Even with all the latest policies in Foreign Direct Investment (FDI), entering the Indian market – at least for large and multi-national companies – is difficult. And this has always been the biggest problem for Walmart, which is why, even with consistent efforts, it has failed to open even one of its iconic retail stores in the country.
There are several loopholes, limitations, and caveats in the FDI in India. And aside from that, although the Modi government has loosened the terms for international brands, our country is plagued with red tapes. Do you really think that even with a green signal, Walmart would be able to launch its stores so easily without getting obstructed by babus and opportunist politicians?

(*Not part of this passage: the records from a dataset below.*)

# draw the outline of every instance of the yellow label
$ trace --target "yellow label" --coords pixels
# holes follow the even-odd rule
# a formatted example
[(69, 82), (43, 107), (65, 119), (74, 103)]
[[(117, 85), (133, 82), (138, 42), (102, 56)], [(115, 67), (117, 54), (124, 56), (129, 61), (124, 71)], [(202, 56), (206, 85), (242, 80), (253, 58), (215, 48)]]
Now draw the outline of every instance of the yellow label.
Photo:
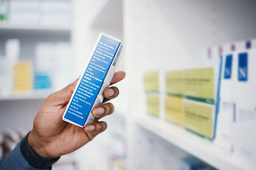
[(214, 101), (214, 68), (186, 70), (184, 94), (198, 98), (201, 101), (205, 99)]
[(213, 106), (186, 101), (183, 107), (185, 128), (212, 139)]
[(29, 61), (22, 61), (14, 67), (14, 91), (32, 89), (32, 65)]
[(183, 98), (166, 96), (165, 99), (165, 119), (183, 126), (184, 115), (183, 113)]
[(146, 111), (148, 113), (159, 116), (159, 96), (154, 94), (146, 95)]
[(144, 74), (144, 85), (146, 91), (159, 91), (159, 72), (146, 72)]
[(184, 92), (184, 71), (174, 71), (166, 74), (167, 94), (183, 95)]

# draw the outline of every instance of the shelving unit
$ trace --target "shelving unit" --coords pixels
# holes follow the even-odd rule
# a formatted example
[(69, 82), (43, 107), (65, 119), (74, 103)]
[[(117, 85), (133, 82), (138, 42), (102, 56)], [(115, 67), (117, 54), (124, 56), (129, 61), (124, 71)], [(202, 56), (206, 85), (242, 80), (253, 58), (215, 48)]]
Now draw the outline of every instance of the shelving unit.
[(232, 157), (230, 152), (181, 127), (149, 115), (137, 118), (136, 123), (218, 169), (250, 169), (253, 167), (252, 164), (245, 164), (240, 159)]
[[(5, 40), (15, 32), (24, 38), (21, 34), (31, 31), (33, 35), (37, 35), (33, 42), (38, 38), (46, 40), (46, 35), (50, 40), (71, 41), (75, 47), (77, 75), (80, 74), (100, 32), (123, 41), (119, 69), (126, 71), (127, 77), (117, 84), (120, 96), (113, 100), (115, 112), (103, 119), (108, 123), (109, 129), (74, 153), (80, 169), (85, 166), (114, 169), (113, 137), (119, 132), (116, 130), (124, 134), (121, 138), (124, 140), (126, 169), (178, 169), (178, 161), (188, 155), (218, 169), (254, 169), (255, 164), (239, 159), (213, 142), (165, 121), (163, 110), (160, 118), (147, 115), (142, 77), (148, 71), (164, 72), (204, 67), (202, 50), (256, 38), (256, 24), (252, 22), (256, 14), (255, 6), (253, 1), (242, 3), (240, 0), (74, 0), (74, 22), (70, 26), (0, 25), (0, 35), (4, 33)], [(23, 40), (28, 42), (26, 38)], [(0, 50), (2, 43), (0, 40)], [(26, 115), (31, 117), (47, 96), (32, 94), (1, 97), (0, 108), (7, 106), (11, 109), (14, 105), (28, 106), (32, 102), (34, 106)], [(11, 112), (27, 111), (9, 110), (8, 107), (4, 111), (11, 117), (15, 115)], [(32, 118), (28, 120), (33, 121)]]
[(71, 31), (70, 26), (45, 26), (0, 24), (0, 30), (40, 30), (40, 31)]
[(51, 91), (40, 91), (37, 93), (14, 94), (7, 96), (1, 96), (1, 101), (20, 101), (20, 100), (43, 100), (51, 94)]

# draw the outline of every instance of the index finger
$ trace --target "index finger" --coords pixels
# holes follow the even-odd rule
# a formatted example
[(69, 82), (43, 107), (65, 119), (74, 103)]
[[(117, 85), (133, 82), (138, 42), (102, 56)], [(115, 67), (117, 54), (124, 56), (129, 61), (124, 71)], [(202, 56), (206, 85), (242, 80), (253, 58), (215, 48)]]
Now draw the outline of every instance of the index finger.
[(110, 85), (112, 85), (115, 83), (120, 81), (121, 80), (124, 79), (125, 75), (126, 75), (126, 74), (123, 71), (119, 71), (119, 72), (115, 72), (114, 74), (113, 79), (111, 81)]

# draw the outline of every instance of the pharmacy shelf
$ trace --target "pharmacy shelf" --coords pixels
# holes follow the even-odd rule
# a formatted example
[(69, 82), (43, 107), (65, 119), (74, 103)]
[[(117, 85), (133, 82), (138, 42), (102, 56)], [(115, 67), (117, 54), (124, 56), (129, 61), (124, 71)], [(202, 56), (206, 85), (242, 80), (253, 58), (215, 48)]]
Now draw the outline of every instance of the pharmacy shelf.
[(31, 93), (15, 94), (1, 96), (1, 101), (21, 101), (21, 100), (44, 100), (51, 94), (51, 91), (35, 91)]
[(62, 31), (69, 32), (71, 30), (71, 26), (22, 26), (10, 25), (7, 23), (0, 24), (0, 30), (39, 30), (39, 31)]
[(231, 153), (212, 142), (198, 137), (181, 127), (157, 118), (144, 115), (136, 123), (170, 143), (213, 165), (218, 169), (255, 169), (253, 165), (242, 162)]

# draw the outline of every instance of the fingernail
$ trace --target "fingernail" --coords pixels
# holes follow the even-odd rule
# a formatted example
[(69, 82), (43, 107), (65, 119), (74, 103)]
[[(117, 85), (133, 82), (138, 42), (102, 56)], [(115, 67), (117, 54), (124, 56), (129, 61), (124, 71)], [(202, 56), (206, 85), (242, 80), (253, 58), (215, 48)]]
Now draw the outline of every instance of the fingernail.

In the sham of saving domestic brands, retailers, and wholesalers, the opposition party will always oppose the entry of Walmart in the Indian market. The orthodox and conservative writers will go all guns blazing with their editorial pieces, counting the ills of Walmart’s expansion in the country. This has what happened multiple times before, whenever this retail giant has attempted to enter in India. And this is exactly what will happen in the coming years, until the masses are well informed about the REAL (and not hyped) impact of Walmart’s entry, and how it can be helpful to Indian retail market.
With now Walmart buying Flipkart, we can see the retail brand make another effort to leave a mark in the country with the digital-first path. Over the course, it can slowly expand its operation. One thing is for sure, with Indian retail market expected to reach the $1 trillion mark by 2020, the company would definitely do a lot to get a pie of that cake.
Also, on a personal note, I think the entry of Walmart in India would be highly beneficial for end-consumers, farmers, and manufacturers. The competition will peak, which will further boost the retail market. The only problem will be faced by the middlemen; maybe it’s time now that they find a real job instead of passing on products and money from one party to another and eating a lot of money in the middle.